Traumatic brain injury (TBI) is deleterious brain condition that features high disability and mortality rates, and is a threat to human health in modern society [1]. Neuronal dysfunction and death occurs after a TBI, alongside a variety of pathological mechanisms that are involved with this condition. Currently, the research findings for TBI regard increased excitatory amino acids, calcium overload, oxidative stress and inflammatory response [2, 3]. Therefore, it is critically important to identify the primary mediator in the cascade of pathological reactions that surround TBI.
Nuclear factor-erythroid 2-related factor 2 (Nrf2) is an important nuclear factor that has been of primary focus in recent years [4]. Reports show that Nrf2 is involved in a several pathological processes to include reperfusion injury, pulmonary fibrosis. And also play an important role in the nervous system [5, 6]. Nrf2 resides in the cytoplasm under basal conditions and is bound to the Kelch-like ECH-associated protein 1 (Keap1), which promotes Nrf2 to the proteasomal degradation. However, in the presence of various endogenous or exogenous inducing agents, the cysteine residues of Keap1 are modified, and promotes the release of Nrf2. Furthermore, as Nrf2 is released and enabled promoting to move within the nucleus, and cellular nuclear Nrf2 immediately binds to antioxidant response element (ARE) and activates an array of downstream protective factors [7, 8]. Heme oxygenase 1 (HO1) and NADPH: quinine oxidoreductase 1 (NQO1) are the most well-known downstream genes of Nrf2, regulating the intracellular redox balance [9]. Many studies have shown that Nrf2 activity could be modified by several upstream signaling pathway, and PI3K/AKT have been currently researched more, and phosphorylation of AKT is considered paly an ultimate role [10–12]. For example, Lee and his colleagues found that sulforaphane, a putative neuroprotective agent, activated Nrf2 through activating PI3K-Akt signaling, and in addition also found Akt-Nrf2 signaling in many other disease models [13–16].

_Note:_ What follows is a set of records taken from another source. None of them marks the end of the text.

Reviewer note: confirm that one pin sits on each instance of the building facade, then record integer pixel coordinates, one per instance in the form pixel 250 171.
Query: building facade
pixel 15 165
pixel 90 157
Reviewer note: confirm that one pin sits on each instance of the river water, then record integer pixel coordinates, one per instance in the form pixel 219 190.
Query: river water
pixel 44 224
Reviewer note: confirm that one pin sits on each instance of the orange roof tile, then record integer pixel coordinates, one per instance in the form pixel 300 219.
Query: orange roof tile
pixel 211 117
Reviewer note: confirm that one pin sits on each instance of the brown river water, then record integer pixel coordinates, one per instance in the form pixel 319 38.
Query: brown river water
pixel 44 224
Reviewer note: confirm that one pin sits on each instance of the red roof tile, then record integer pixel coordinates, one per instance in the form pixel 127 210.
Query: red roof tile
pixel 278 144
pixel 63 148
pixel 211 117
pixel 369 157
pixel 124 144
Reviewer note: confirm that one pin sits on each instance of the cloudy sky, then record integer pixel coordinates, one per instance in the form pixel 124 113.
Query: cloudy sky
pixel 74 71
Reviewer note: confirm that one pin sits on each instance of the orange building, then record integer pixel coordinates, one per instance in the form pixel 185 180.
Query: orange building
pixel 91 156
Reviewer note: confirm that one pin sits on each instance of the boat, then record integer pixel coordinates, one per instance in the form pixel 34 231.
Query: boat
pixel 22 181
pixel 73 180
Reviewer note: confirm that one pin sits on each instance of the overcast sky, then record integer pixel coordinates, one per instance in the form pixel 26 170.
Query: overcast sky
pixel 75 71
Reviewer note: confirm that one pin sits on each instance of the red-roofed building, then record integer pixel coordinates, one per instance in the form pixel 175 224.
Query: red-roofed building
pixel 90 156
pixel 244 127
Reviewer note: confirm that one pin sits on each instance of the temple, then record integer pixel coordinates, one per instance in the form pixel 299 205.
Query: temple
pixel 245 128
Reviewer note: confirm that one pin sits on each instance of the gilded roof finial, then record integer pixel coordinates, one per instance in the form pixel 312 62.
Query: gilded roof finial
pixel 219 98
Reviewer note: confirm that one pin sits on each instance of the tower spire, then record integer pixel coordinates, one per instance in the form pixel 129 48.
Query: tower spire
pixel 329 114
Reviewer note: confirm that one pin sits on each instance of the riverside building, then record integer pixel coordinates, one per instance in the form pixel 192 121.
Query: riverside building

Ursolic acid (UA) is a pentacyclic triterpenoid compound that widely exists in herbal medicines and many other edible foods including apple peels [17]. The protective effects of UA have received extensive attention as a significant anti-inflammatory, anti-oxidative and anti-tumor agent. Moreover, the protective effects of UA have been demonstrated in many diseases, such as myocardial, gastric cancer, and type 2 diabetes [18–20]. The potential benefits of UA have yet to been investigated. The goals of the current study are to examine UA treatment following ameliorated brain injury, investigate the neurological insufficiencies following deficits after TBI in mice and, determine the neuroprotective effects that are possibly associated with the activation of Nrf2.
Materials and Methods
Animals
In this study, male Imprinting Control Region (ICR) mice (28–32 g) were purchased from the Animal Center of Nanjing Medical University, Nanjing China, and Nrf2 knockout (Nrf2−/−) mice were a gift from Dr. Thomas W.Kensler (Johns Hopkins University, Baltimore, MD, USA). All experimental procedures were conformed to the Guide for the Care and Use of Laboratory Animals by the National Institutes of Health (NIH) and were approved by the Animal Care and Use Committee of Nanjing University. Mice used in the experiment were housed in a room, and were maintained on a 12:12-h light/dark cycle with free access to food and water.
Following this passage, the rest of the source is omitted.